Гай вытащил из ящика стола резиновую милицейскую палку, покрутил ею в воздухе.

– Вот мой единственный вопросник. И вам советую обзавестись таким же.

Но это было еще до официального указания Сталина о применении физических методов воздействия, и держать в столе такой «вопросник» Шарок побоялся.

Гай сразу без обиняков объявил Смирнову, что тот полностью изобличен показаниями не только Ольберга, Рейнгольда, Дрейцера, Гольцмана и Мрачковского, но и Зиновьева и Каменева (на этот раз это было правдой – Зиновьев и Каменев уже показания дали) и ему остается только подтвердить их показания и признать свою вину.

В подтверждение своих слов Гай протянул Смирнову протоколы допроса Зиновьева и Каменева.

– Почитайте.

Однако Смирнов отказался их читать.

– Вы все можете, – ответил он, – можете даже положить передо мной Евангелие от Матфея, где он свидетельствует, что я террорист. Типографий для этого у вас достаточно.

– Не верите? – усмехнулся Гай. – Сейчас поверите.

Он поднял трубку внутреннего телефона, говорил с кем-то малопонятными Смирнову фразами, положил трубку, потом стал что-то писать, не обращая внимания на Ивана Никитича.

В дверь постучали.

– Войдите! – крикнул Гай.

Дверь открылась. Сопровождаемый караульным, в комнату вошел человек, в котором Смирнов не сразу узнал Зиновьева, он едва держался на ногах, тяжело дышал, лицо больное, одутловатое.

Поддерживаемый караульным, он опустился на стул.

– Гражданин Зиновьев, – сказал Гай, – вы подтверждаете данные вами на следствии показания относительно участия Смирнова Ивана Никитича в террористической деятельности «Объединенного троцкистско-зиновьевского центра»?

– Подтверждаю, – еле слышно проговорил Зиновьев.

– А вот гражданин Смирнов отрицает, – сказал Гай.

Зиновьев поднял усталые глаза на Смирнова, тихо сказал:

– Иван Никитич, нужно рассуждать политически.
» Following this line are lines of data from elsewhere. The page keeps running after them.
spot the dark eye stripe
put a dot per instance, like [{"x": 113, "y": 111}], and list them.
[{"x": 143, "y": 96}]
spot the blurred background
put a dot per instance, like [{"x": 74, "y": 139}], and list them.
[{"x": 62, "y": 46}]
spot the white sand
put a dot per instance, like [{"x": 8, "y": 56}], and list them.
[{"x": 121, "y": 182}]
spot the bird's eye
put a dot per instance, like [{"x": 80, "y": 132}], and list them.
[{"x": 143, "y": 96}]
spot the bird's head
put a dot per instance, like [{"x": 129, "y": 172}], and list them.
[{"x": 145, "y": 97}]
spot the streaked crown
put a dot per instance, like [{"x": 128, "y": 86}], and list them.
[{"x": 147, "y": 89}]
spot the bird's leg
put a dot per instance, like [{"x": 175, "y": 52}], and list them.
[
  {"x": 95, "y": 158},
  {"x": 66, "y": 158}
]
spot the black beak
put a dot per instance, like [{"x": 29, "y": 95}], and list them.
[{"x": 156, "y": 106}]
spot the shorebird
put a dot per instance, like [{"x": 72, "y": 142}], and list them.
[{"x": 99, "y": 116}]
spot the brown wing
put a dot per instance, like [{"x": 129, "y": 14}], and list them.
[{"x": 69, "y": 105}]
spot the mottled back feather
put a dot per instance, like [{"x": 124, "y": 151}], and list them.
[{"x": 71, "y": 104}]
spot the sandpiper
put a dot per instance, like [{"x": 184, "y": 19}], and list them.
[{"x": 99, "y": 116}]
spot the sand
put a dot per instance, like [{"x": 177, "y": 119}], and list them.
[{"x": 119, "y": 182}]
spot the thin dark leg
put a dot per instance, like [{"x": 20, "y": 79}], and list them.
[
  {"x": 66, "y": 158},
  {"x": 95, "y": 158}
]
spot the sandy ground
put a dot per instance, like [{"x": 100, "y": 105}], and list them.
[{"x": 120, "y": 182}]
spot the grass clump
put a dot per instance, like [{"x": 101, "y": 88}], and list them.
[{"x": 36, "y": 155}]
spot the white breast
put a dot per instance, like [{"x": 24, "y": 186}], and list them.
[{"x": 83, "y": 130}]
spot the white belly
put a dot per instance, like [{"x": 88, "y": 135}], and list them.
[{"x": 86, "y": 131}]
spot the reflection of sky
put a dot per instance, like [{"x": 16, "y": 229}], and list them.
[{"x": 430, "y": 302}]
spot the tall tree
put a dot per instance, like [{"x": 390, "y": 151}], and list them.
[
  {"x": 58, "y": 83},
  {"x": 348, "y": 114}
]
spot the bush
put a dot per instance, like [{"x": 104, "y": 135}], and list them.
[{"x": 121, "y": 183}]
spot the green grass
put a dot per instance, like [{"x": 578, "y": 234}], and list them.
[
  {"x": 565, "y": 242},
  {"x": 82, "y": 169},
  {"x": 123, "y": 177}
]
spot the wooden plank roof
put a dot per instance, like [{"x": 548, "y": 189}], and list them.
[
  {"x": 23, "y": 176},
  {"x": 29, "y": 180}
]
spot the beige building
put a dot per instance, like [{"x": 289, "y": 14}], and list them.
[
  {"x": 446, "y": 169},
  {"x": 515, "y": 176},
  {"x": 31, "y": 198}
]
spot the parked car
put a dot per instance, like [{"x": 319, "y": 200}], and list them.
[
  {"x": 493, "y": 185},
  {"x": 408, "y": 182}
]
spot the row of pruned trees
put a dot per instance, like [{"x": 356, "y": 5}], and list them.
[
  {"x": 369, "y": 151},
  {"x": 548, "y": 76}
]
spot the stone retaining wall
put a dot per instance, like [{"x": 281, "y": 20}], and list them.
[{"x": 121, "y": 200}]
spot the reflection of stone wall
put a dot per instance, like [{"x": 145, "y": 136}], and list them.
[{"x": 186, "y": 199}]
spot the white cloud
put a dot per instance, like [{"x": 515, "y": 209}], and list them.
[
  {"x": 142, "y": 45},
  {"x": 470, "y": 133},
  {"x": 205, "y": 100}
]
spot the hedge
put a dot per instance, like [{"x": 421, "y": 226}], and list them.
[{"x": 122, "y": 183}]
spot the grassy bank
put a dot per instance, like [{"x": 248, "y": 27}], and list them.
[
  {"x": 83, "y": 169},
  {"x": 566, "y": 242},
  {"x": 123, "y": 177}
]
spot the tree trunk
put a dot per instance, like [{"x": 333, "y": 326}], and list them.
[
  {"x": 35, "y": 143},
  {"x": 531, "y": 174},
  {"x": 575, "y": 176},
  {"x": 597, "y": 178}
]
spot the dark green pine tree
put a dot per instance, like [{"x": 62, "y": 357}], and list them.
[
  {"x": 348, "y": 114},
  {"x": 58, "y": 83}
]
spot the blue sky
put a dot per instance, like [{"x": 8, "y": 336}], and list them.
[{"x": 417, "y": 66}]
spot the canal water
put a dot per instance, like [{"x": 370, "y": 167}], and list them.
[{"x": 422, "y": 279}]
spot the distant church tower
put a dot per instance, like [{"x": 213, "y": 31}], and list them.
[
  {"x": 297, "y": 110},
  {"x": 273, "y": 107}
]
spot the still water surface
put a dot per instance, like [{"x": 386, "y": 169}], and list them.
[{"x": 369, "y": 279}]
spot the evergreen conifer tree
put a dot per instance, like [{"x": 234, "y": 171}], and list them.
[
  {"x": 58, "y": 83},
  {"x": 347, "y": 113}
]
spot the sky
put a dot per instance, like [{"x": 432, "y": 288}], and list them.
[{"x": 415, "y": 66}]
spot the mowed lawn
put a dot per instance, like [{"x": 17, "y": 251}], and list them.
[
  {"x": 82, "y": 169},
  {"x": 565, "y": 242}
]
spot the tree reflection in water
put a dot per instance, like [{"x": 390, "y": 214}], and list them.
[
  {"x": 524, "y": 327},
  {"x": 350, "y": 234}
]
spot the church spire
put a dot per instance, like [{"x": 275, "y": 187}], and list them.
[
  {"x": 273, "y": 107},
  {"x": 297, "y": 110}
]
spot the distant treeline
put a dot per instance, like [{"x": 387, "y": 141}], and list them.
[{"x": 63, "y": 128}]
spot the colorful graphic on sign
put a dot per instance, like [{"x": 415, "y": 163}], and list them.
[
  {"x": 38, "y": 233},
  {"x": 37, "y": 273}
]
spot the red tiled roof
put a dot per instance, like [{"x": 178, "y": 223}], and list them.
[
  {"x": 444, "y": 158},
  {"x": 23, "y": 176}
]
Если мы пойдем навстречу Кобе, Коба пойдет навстречу нам. Это откроет нам дверь в партию.

– На тот свет он откроет нам дверь, – ответил Смирнов, – ты Кобу не знаешь? Ты веришь ему? Он лжец и обманщик. Он затеял все это дело, чтобы нас уничтожить.

– Не уверен, – прошептал Зиновьев, – но если ты не пойдешь ему навстречу, то тебя он уничтожит наверняка.

– Предпочитаю умереть честным человеком, а не лжецом, трусом и продажной собакой.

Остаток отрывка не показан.